Here at the Indiana Historical Society, We Do History. That may seem like a blanket statement, but it’s necessary in order to describe the wide range of things we do here every day to make the past relevant for our visitors and patrons. In the library reference department, for example, we respond to more than 700 Indiana-related questions in an average year, from people all over the world.
One of my favorite parts about doing history is putting the pieces together, connecting the dots for people and showing the real humanity of our forebears – their thoughts, their dreams, their struggles and motivations. My position as a collections assistant makes that easier for me; our collections are tangible, hard evidence of lives lived.
Recently we were contacted by someone looking for the names and stories of “Rosie the Riveters” in Indianapolis – women hired during World War II to fill positions normally held by men in order meet the material demands of the war effort. This query eventually led me to the 1943 Larry Foster photo shown here.
The patch on the woman’s coveralls tells us that her name was Frances, but that was all we knew at the time. After a little digging, I uncovered more of her story.
As an experienced news photographer, Larry rarely took such photographs without a reason. That’s part of what makes his photos so fun to research, and this one was no exception. Frances, just 18 years old at the time, had recently submitted her name to the Marion County “Victory Queen” contest, in which women working on the homefront competed to sell the most war bonds to their co-workers. That caused Larry to seek her out. He found her at the Central Distributing Company in Indianapolis, where she operated a lathe. Central normally manufactured vending machines but had obtained a war contract to produce aircraft parts.
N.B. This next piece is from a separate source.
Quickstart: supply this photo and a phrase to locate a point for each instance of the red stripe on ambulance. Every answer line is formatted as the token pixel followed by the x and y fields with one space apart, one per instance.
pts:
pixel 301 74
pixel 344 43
Though parts of young Miss Carroll’s story were exaggerated in the press (by her or by the journalists?), it was true that both her father and one of her brothers were veterans of the military. It was also true that her father had passed away four years previous. Her stepmother, who had worked in a laundry service for many years, now worked at the same war plant she did.
Doing History means a lot of things. Knowing these details about Frances’ story allow me to better imagine her life and motivations. That’s what makes this photo of her really come alive for me, and that’s what we strive to do for all of our patrons and visitors.